Por supuesto, en este caso, el ingenio y el nerviosismo van de la mano.

Hoy he acudido a mi revisión anual, así que os propongo un ejercicio simple de deducción: ¿en cuál de estos dos perfiles me ubicaríais? Pues sí, habeis acertado: el hecho de enseñarle mis órganos sexuales a un desconocido, sabiendo que me los va a manosear sin proponerme siquiera tomar una triste copa, hace que brote en mi esa payasa que conoceis.

Pero hoy… hoy ha sido diferente. El ginecólogo de este año ha conseguido que pasara del “perfil 2” al “perfil 1” en décimas de segundo ¡y eso que ya había terminado todo y yo ya me había vestido!.
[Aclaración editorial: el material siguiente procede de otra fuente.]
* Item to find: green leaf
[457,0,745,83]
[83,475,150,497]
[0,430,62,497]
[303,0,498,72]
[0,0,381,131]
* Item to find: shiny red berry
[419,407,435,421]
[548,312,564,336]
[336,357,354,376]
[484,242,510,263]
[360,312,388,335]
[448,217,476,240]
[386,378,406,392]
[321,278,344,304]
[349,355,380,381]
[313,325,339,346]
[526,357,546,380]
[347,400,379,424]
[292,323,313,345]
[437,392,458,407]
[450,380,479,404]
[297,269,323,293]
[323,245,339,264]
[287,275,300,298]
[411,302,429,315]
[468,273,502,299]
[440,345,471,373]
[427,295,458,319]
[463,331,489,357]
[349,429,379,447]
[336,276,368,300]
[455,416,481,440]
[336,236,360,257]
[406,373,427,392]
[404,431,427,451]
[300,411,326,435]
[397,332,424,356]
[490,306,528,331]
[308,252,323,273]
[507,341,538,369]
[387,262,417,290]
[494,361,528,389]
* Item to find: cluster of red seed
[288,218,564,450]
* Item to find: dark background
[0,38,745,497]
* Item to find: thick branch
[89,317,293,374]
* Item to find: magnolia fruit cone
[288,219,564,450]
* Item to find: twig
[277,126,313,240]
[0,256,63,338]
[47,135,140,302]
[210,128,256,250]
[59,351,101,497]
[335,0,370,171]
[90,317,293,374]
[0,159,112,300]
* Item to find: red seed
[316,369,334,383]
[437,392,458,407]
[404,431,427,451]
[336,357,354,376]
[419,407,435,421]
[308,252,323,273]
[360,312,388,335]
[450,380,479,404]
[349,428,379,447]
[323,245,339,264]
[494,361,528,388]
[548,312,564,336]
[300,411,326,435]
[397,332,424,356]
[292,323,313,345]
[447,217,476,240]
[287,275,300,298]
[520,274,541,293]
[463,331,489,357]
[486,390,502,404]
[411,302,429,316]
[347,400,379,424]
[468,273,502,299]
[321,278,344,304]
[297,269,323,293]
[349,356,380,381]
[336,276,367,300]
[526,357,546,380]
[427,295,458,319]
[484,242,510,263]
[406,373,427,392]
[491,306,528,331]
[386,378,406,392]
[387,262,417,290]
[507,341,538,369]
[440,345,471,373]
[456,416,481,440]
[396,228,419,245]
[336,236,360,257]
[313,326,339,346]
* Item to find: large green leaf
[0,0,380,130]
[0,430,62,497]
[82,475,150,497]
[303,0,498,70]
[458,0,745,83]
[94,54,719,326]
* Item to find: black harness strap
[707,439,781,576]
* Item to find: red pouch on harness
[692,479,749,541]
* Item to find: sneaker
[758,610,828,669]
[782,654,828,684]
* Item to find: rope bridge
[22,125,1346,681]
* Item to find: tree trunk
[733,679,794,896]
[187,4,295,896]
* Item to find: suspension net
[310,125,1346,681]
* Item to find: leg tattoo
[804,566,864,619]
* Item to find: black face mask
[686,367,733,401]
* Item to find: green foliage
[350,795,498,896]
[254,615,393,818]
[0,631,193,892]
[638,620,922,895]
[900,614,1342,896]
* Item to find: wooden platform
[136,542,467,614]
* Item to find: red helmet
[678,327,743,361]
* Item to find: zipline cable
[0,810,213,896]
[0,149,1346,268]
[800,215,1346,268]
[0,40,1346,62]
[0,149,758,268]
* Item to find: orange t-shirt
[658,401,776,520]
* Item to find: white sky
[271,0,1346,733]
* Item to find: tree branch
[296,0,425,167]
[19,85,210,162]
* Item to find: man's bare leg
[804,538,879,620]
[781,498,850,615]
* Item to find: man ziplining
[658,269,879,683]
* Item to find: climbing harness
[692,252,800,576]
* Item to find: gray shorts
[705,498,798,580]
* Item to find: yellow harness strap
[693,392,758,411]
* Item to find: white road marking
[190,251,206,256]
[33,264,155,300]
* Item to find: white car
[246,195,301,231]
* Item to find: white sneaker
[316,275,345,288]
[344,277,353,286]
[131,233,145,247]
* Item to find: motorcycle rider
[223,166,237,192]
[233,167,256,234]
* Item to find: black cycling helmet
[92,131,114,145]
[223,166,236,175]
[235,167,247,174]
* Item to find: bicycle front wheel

El pobre hombre, supongo que abrumado por mi fino y constante humor, se ha dispuesto a contarme en líneas generales qué le había parecido lo que había visto. Armado con una cartulina en la mano en la cual figuraban todos mis datos y las anotaciones que había hecho, LO HA DICHO:

GINE: Tu cuello uterino y tu vagina presentan un aspecto normal para una mujer de 78 años.

MARAJADE: ¿Qué me está diciendo USTED, DOCTOR? (en ese momento mi vida ha pasado delante de mis ojos: ¿qué coño -nunca mejor dicho- había visto ese hombre ahí abajo?)

GINE: Perdón, perdón, esto… quise decir nacida en el 78, es decir, que USTED tiene 30 años, claro.

MARAJADE: ¿Pero eso es normal para 30 o para 78? ¡Dígame usted la verdad!